If we look at envy as a story about us, it actually gives us insight into who we are and who we want to be. If treated incorrectly, envy can spiral into a never ending well of self-pity and loathing. Just like the slave trapped in the magic mirror (poor guy), the queen trapped herself in her own personal torture chamber of telling herself she was not good enough. If only the queen had taken the time to look in that mirror, I mean really look, she might have been able to do things differently. She might have had to do some self-acceptance around, say, her age (turns out Doc of the seven dwarfs had a degree in psychology, if she had only just asked), but she could have made some real changes around how she treated the people of the kingdom and worked on being more kind, gentle and caring. The qualities that she hated in Snow White. The queen, in understanding her envy, could have gained a relationship with a step-daughter and lived out the rest of her life without looking in that mirror every day.

When you look in the mirror, what do you see? You may not have a magic mirror, but I bet you hear it talking back at you – in your own voice. You may hear criticism and harsh opinions of how you should, would and could be. Often, we can confuse what we are really envious about – yes, a floating girl is thin and seemingly perfect (whatever this means) but maybe what we are really after is feeling confident and happy in our own skins.

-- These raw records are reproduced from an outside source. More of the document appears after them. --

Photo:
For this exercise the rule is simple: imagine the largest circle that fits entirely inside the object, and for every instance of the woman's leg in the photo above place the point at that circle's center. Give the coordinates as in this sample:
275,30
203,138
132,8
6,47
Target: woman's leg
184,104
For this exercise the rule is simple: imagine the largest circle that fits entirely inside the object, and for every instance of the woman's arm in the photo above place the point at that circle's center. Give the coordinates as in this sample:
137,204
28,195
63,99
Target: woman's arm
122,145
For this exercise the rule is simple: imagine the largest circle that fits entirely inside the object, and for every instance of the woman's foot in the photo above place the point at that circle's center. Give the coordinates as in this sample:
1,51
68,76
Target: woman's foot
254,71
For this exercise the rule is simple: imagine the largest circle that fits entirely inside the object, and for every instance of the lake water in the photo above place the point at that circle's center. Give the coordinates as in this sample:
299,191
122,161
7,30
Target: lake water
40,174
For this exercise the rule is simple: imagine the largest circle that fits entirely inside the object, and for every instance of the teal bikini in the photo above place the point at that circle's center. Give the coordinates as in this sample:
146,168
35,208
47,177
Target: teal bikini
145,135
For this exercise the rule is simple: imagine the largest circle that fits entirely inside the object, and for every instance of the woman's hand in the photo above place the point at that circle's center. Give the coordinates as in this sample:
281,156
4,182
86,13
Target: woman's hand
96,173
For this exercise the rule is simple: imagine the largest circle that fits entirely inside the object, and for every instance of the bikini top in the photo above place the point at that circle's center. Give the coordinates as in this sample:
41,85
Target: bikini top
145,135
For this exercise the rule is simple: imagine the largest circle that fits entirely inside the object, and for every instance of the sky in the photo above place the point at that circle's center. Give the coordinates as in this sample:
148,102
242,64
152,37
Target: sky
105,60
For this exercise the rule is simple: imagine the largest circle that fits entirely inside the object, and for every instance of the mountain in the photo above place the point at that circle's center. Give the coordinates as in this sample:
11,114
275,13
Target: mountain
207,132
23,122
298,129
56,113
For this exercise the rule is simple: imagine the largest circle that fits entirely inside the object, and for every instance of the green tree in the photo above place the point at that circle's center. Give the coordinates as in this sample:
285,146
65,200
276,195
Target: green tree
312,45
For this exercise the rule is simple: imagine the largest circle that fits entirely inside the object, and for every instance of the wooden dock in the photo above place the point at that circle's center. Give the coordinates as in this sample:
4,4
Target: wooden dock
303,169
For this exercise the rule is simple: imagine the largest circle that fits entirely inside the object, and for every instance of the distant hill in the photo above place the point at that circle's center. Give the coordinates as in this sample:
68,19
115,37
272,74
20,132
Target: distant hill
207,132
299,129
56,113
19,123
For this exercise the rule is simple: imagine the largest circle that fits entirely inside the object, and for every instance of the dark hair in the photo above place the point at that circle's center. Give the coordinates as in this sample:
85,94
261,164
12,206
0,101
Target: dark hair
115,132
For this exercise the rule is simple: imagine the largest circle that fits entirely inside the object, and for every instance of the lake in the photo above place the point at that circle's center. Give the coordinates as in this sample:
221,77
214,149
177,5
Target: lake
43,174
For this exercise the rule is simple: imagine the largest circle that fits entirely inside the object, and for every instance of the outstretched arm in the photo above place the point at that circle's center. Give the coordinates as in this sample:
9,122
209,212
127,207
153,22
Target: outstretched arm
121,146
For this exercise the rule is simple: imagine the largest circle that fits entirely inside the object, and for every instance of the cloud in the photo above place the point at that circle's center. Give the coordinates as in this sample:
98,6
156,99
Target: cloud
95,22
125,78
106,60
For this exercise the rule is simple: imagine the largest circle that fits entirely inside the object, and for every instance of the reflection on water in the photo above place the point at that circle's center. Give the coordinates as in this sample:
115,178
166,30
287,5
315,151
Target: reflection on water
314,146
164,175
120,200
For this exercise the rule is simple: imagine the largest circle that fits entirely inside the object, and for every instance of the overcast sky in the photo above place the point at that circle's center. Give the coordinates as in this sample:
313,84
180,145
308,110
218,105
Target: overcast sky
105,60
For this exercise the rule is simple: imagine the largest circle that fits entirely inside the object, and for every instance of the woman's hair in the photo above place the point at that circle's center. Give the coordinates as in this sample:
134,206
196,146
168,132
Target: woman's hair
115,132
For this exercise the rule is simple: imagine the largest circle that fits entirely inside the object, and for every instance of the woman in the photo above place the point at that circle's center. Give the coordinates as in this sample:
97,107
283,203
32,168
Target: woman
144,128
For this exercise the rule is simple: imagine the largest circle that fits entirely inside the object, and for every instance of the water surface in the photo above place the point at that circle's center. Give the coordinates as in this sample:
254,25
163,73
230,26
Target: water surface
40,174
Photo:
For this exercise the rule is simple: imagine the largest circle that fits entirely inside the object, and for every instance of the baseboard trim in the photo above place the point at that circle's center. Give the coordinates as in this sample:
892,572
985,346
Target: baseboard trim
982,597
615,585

If we don’t pay attention to our envy, we can become envious of all the wrong things. We can create our own personal torture chambers that feel impossible to get out of. It has to be said: life is not fair and maybe a floating girl won the genetic lottery, but what do you already have that you can start work on?

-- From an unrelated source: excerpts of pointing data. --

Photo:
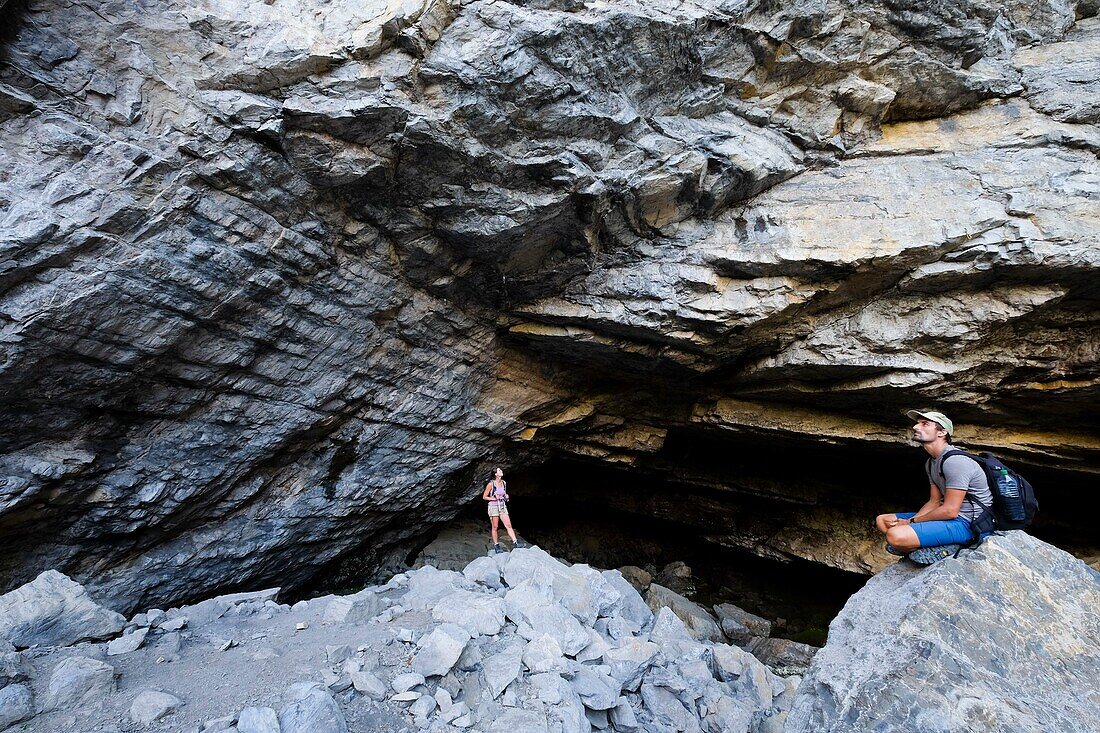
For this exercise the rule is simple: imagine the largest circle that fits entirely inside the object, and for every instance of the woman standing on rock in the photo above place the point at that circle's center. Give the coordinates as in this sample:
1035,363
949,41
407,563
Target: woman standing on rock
496,494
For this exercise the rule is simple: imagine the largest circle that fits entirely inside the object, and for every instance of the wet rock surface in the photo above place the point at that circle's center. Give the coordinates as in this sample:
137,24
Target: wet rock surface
277,286
1003,638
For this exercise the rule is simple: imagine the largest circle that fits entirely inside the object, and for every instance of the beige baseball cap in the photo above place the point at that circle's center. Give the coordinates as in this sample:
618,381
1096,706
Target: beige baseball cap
938,418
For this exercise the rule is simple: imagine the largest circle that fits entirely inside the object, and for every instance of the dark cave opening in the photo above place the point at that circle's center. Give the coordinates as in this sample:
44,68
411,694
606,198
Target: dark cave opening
715,502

Here are 7 ways to break the spell of envy:

  1. Talk about the things you really want for yourself, even if it feels difficult 
  2. Let the emotion of envy be a doorway to understanding more about yourself – see it as a reflection of you and not an unfair advantage of others
  3. Don’t tell yourself stories about others – we have no idea what other people are going through
  4. Treat yourself with compassion —  don’t eat the poisonous apple (and anyway apples are high in sugar)
  5. Look into the mirror to seek acceptance, not to seek rejection
  6. Stop comparing yourself to others – the only person you should compare yourself to is who you were yesterday
  7. Be grateful for what you do have –indulging in envy means counting the blessings of others and not your own

If you want to make some real and suitable lifestyle changes and get out of your own personal torture chamber, you can look into joining the RMR Coaching Program or Hero Group Support Group. 

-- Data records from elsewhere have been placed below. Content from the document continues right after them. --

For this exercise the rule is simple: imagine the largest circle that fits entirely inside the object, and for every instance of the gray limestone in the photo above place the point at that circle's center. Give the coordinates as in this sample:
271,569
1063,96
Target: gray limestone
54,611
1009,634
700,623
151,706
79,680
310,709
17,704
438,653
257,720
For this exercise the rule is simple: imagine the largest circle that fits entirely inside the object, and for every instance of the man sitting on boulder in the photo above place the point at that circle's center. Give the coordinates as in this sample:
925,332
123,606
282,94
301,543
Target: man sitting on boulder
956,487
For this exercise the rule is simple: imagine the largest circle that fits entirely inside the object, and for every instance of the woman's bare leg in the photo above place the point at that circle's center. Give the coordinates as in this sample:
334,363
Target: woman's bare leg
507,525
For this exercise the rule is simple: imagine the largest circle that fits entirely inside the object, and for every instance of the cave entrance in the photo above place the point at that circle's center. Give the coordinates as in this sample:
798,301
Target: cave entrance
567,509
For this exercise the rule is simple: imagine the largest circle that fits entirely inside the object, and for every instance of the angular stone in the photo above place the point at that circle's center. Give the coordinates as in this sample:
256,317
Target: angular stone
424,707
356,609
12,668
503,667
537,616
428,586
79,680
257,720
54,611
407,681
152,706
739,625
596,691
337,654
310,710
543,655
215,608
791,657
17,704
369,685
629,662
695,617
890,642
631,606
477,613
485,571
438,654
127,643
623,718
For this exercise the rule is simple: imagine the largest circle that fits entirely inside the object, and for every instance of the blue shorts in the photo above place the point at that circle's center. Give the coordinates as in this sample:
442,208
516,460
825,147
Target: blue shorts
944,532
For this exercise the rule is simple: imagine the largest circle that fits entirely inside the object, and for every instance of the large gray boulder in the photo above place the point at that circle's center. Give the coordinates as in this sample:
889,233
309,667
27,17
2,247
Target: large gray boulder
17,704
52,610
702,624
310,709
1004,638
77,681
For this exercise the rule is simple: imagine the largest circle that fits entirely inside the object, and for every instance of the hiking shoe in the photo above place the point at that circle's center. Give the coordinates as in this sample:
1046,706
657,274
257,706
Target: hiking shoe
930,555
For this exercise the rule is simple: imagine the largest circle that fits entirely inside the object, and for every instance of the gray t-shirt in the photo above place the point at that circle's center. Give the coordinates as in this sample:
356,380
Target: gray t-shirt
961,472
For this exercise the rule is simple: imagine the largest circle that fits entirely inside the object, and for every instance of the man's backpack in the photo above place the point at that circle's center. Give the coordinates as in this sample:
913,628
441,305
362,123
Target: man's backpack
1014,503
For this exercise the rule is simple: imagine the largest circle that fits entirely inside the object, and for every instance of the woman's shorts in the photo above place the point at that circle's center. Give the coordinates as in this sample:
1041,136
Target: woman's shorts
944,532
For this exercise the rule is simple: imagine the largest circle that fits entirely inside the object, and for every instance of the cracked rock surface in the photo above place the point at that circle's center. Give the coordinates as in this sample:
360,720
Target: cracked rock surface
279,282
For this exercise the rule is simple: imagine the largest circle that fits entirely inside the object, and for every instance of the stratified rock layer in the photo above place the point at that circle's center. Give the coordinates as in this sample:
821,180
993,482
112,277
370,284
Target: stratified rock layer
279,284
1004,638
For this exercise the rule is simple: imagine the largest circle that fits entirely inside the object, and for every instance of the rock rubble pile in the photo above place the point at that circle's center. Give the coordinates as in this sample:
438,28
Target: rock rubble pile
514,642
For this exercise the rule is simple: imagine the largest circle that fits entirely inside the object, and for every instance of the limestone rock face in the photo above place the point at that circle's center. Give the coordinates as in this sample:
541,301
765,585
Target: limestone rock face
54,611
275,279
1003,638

The coaches and other participants in these programs are not quite slaves trapped in a magic mirror, however it will be like holding up a mirror to yourself that gives you support, guidance and challenges you to be accountable. It is not magic strictly speaking, but it is pretty magical. The queen could have really benefited from it. 

Next time you feel that prickle of envy rising up in you, welcome it, and have a look at what it is trying to tell you. Remember that envy is a reflection of you and how you feel about yourself and the story you make up in your head about the other person is just that – a fairy tale. Take heed from a very lonely queen who suffered because of her own envy and learn from a floating girl because she can be there to hold a mirror up for you, too, and maybe there is a happily ever after in store for you yet.